Funding the county’s response
The Washington State Department of Commerce announced on May 8 that the county would be receiving $943,250 from the federal government’s Coronavirus Aid, Relief, and Economic Security Act. Allowable costs include payroll and benefits expenses of county staff whose work duties have been dedicated to COVID-19 mitigation; county unemployment insurance cost recovery; county telework capability enhancement; and broader communities support in the form of rent and mortgage assistance programs or small business grants, San Juan County Grants Manager and Emergency Operations Center Administrator Tara Anderson told the county council during a May 11 meeting.
“Governor Inslee announced that the state will distribute funding from the federal stimulus package directly to local governments — like ourselves — that did not receive direct distribution under the CARES act. These are formula awards that are based on population,” Anderson said on May 11. “These funds are for use by our local government to cover necessary payroll and unbudgeted expenditures incurred in the response to the public health emergency.”
During the June 3 meeting, County Manager Mike Thomas clarified that the CARES grant is not an amount paid to the county directly to be spent but rather a reimbursement made to the county.

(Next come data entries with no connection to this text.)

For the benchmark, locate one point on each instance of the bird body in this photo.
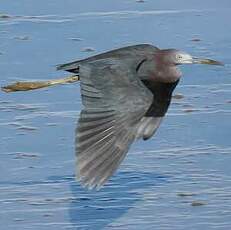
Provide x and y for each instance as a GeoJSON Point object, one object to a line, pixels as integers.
{"type": "Point", "coordinates": [125, 94]}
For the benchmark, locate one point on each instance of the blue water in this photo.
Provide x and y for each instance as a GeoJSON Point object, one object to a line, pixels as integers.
{"type": "Point", "coordinates": [189, 155]}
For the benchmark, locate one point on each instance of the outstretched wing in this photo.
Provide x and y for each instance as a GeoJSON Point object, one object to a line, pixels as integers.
{"type": "Point", "coordinates": [114, 102]}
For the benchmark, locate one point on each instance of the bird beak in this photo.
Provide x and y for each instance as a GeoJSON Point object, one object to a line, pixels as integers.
{"type": "Point", "coordinates": [206, 61]}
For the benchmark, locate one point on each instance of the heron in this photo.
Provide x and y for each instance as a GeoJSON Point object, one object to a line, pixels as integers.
{"type": "Point", "coordinates": [125, 94]}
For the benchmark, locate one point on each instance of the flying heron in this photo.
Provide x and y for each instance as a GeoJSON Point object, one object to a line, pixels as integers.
{"type": "Point", "coordinates": [125, 95]}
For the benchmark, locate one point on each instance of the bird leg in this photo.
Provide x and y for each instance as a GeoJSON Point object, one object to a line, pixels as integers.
{"type": "Point", "coordinates": [25, 86]}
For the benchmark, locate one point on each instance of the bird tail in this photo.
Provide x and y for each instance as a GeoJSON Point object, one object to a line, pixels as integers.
{"type": "Point", "coordinates": [147, 127]}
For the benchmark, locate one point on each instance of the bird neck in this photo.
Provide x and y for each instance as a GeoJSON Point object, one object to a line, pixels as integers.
{"type": "Point", "coordinates": [165, 72]}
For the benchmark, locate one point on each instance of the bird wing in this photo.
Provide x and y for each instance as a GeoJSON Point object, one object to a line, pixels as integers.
{"type": "Point", "coordinates": [114, 102]}
{"type": "Point", "coordinates": [133, 52]}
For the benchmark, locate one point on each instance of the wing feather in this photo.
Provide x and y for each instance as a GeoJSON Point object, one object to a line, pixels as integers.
{"type": "Point", "coordinates": [114, 101]}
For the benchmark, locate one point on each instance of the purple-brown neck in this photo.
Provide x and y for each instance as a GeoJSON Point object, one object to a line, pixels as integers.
{"type": "Point", "coordinates": [165, 68]}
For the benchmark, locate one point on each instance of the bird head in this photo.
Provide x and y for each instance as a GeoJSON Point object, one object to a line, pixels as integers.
{"type": "Point", "coordinates": [177, 57]}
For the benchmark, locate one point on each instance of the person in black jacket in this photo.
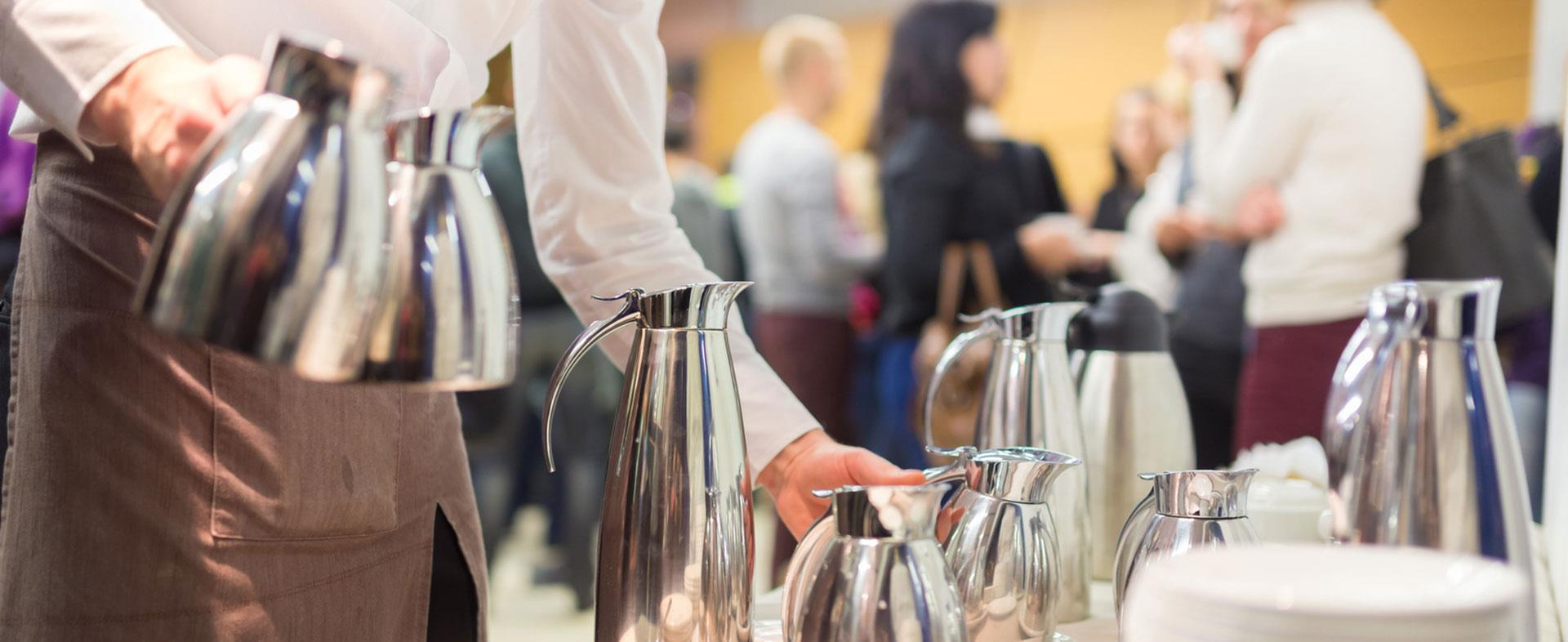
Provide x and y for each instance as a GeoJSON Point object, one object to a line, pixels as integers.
{"type": "Point", "coordinates": [949, 176]}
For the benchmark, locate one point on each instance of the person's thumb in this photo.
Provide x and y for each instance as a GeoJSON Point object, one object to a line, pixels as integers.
{"type": "Point", "coordinates": [869, 470]}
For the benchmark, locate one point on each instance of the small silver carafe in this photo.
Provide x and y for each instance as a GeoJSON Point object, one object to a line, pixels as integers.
{"type": "Point", "coordinates": [274, 242]}
{"type": "Point", "coordinates": [1419, 437]}
{"type": "Point", "coordinates": [814, 543]}
{"type": "Point", "coordinates": [1133, 408]}
{"type": "Point", "coordinates": [676, 539]}
{"type": "Point", "coordinates": [1002, 546]}
{"type": "Point", "coordinates": [1186, 510]}
{"type": "Point", "coordinates": [882, 578]}
{"type": "Point", "coordinates": [1029, 401]}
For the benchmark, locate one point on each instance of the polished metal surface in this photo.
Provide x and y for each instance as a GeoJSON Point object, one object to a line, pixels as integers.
{"type": "Point", "coordinates": [449, 316]}
{"type": "Point", "coordinates": [274, 242]}
{"type": "Point", "coordinates": [1131, 537]}
{"type": "Point", "coordinates": [1002, 546]}
{"type": "Point", "coordinates": [1136, 420]}
{"type": "Point", "coordinates": [1029, 401]}
{"type": "Point", "coordinates": [676, 539]}
{"type": "Point", "coordinates": [882, 589]}
{"type": "Point", "coordinates": [1192, 510]}
{"type": "Point", "coordinates": [1419, 437]}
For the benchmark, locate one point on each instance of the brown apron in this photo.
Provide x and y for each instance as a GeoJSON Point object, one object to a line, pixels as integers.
{"type": "Point", "coordinates": [163, 490]}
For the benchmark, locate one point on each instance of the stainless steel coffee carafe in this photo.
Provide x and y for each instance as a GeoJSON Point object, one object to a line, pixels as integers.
{"type": "Point", "coordinates": [1419, 435]}
{"type": "Point", "coordinates": [676, 539]}
{"type": "Point", "coordinates": [1186, 510]}
{"type": "Point", "coordinates": [274, 242]}
{"type": "Point", "coordinates": [1133, 410]}
{"type": "Point", "coordinates": [1002, 546]}
{"type": "Point", "coordinates": [449, 316]}
{"type": "Point", "coordinates": [1029, 401]}
{"type": "Point", "coordinates": [882, 577]}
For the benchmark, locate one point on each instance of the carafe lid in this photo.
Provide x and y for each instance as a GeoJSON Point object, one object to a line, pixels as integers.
{"type": "Point", "coordinates": [1440, 310]}
{"type": "Point", "coordinates": [1205, 495]}
{"type": "Point", "coordinates": [888, 512]}
{"type": "Point", "coordinates": [1121, 319]}
{"type": "Point", "coordinates": [695, 306]}
{"type": "Point", "coordinates": [453, 137]}
{"type": "Point", "coordinates": [1017, 475]}
{"type": "Point", "coordinates": [1037, 322]}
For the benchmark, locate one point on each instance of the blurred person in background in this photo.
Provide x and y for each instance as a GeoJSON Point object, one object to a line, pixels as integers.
{"type": "Point", "coordinates": [1319, 168]}
{"type": "Point", "coordinates": [802, 247]}
{"type": "Point", "coordinates": [16, 172]}
{"type": "Point", "coordinates": [697, 204]}
{"type": "Point", "coordinates": [1208, 321]}
{"type": "Point", "coordinates": [1136, 151]}
{"type": "Point", "coordinates": [121, 520]}
{"type": "Point", "coordinates": [949, 175]}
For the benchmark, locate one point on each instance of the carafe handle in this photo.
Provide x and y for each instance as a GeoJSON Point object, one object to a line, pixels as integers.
{"type": "Point", "coordinates": [579, 349]}
{"type": "Point", "coordinates": [951, 355]}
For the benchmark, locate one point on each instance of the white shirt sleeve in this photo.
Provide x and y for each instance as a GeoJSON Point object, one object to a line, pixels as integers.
{"type": "Point", "coordinates": [1259, 141]}
{"type": "Point", "coordinates": [59, 54]}
{"type": "Point", "coordinates": [590, 91]}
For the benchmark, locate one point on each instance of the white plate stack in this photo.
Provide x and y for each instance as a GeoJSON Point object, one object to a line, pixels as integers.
{"type": "Point", "coordinates": [1322, 594]}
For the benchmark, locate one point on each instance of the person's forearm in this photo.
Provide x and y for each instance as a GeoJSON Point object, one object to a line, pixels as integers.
{"type": "Point", "coordinates": [590, 85]}
{"type": "Point", "coordinates": [60, 54]}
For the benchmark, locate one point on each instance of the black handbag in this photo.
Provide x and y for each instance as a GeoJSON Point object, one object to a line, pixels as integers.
{"type": "Point", "coordinates": [1476, 221]}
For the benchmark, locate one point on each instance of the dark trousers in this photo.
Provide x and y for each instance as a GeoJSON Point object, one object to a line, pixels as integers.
{"type": "Point", "coordinates": [1286, 381]}
{"type": "Point", "coordinates": [1209, 377]}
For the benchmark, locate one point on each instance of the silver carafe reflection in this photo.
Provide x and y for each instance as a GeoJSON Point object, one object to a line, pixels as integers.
{"type": "Point", "coordinates": [1133, 408]}
{"type": "Point", "coordinates": [1002, 546]}
{"type": "Point", "coordinates": [676, 537]}
{"type": "Point", "coordinates": [1029, 401]}
{"type": "Point", "coordinates": [1186, 510]}
{"type": "Point", "coordinates": [449, 316]}
{"type": "Point", "coordinates": [1419, 435]}
{"type": "Point", "coordinates": [882, 578]}
{"type": "Point", "coordinates": [274, 243]}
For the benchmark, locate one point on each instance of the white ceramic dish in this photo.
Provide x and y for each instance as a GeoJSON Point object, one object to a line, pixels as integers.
{"type": "Point", "coordinates": [1310, 592]}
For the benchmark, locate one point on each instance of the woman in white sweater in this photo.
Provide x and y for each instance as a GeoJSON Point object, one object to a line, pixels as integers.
{"type": "Point", "coordinates": [1319, 167]}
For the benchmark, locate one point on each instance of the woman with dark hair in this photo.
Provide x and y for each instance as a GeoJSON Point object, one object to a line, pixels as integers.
{"type": "Point", "coordinates": [947, 175]}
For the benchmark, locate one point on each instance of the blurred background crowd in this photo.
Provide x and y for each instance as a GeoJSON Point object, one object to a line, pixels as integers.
{"type": "Point", "coordinates": [1252, 165]}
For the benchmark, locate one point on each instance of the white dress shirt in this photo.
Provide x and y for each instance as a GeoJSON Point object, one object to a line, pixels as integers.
{"type": "Point", "coordinates": [590, 82]}
{"type": "Point", "coordinates": [1332, 114]}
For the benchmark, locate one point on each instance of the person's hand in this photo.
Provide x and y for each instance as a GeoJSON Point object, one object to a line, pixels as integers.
{"type": "Point", "coordinates": [1259, 214]}
{"type": "Point", "coordinates": [816, 461]}
{"type": "Point", "coordinates": [1048, 247]}
{"type": "Point", "coordinates": [165, 104]}
{"type": "Point", "coordinates": [1178, 233]}
{"type": "Point", "coordinates": [1194, 54]}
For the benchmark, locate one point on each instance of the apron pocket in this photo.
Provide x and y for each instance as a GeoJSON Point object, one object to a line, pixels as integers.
{"type": "Point", "coordinates": [295, 459]}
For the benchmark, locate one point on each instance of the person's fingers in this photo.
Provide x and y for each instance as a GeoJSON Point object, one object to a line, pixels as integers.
{"type": "Point", "coordinates": [866, 468]}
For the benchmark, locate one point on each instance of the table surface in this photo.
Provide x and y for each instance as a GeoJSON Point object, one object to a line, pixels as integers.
{"type": "Point", "coordinates": [1101, 626]}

“We don’t get that money, it’s reimbursable,” Thomas said. “So that’s the possible max amount we could receive if we have expenditures that comply with the grant that total that much.”
According to a press release from the Washington State Department of Commerce, the CARES Act funding was intended to be used for paying medical and public health expenses; payroll expenses for public safety, public health, health care, human services, and similar employees whose services are substantially dedicated to mitigating or responding to the emergency; expenses of actions to facilitate compliance with public health measures; expenses associated with the provision of economic support in connection with the emergency; and any other COVID-19-related expenses reasonably necessary to the function of government that satisfy the fund’s eligibility criteria.
“We have a number of expenses that we’ve incurred today and may incur in the future,” Thomas said.
A week prior to that, on May 26, San Juan County Auditor Milene Henley went over the county’s budget. County Council Chairperson Rick Hughes noted the county has a $1.061 shortfall in the budget this year due to COVID.
Henley accounted for $807,000 of the CARES Act in the budget, though she noted it was still a big question mark as to what expenses would be reimbursable. According to the Department of Commerce, the county cannot use the funding to, “fill shortfalls in government revenue to cover expenditures that would not otherwise qualify under the statute.”
Along with the county using the CARES Act to pay for its COVID-19 response related, the county council noted it would like to reserve some of the funds to be used in the community.
“Some of this CARES money should go into a business stabilization fund or an assistance for [providing personal protective equipment], while at the same time, not taking too much of it so that we can still help our fold,” Hughes said. “I think there’s a good balance.”
Hughes proposed a minimum of $650,000 of the CARES funding to stay with the county for expenses.
“It gives us a place holder,” Hughes said.
Milne noted that in the budget she presented that some of the CARES funding, a little over $136,000, had already been accounted for to pay back monies borrowed from the parks and road funds to pay for the county’s COVID response. That left an estimate of $807,000 to go into the current expense fund. A total of $157,000 would remain to be used for the community.
County Councilperson Bill Watson asked who authorized the use of the funds that had already been spent.
“Things happen quickly when you’re running an EOC,” Henley answered. “A lot of it is wages for people from other funds who have been working on the effort.”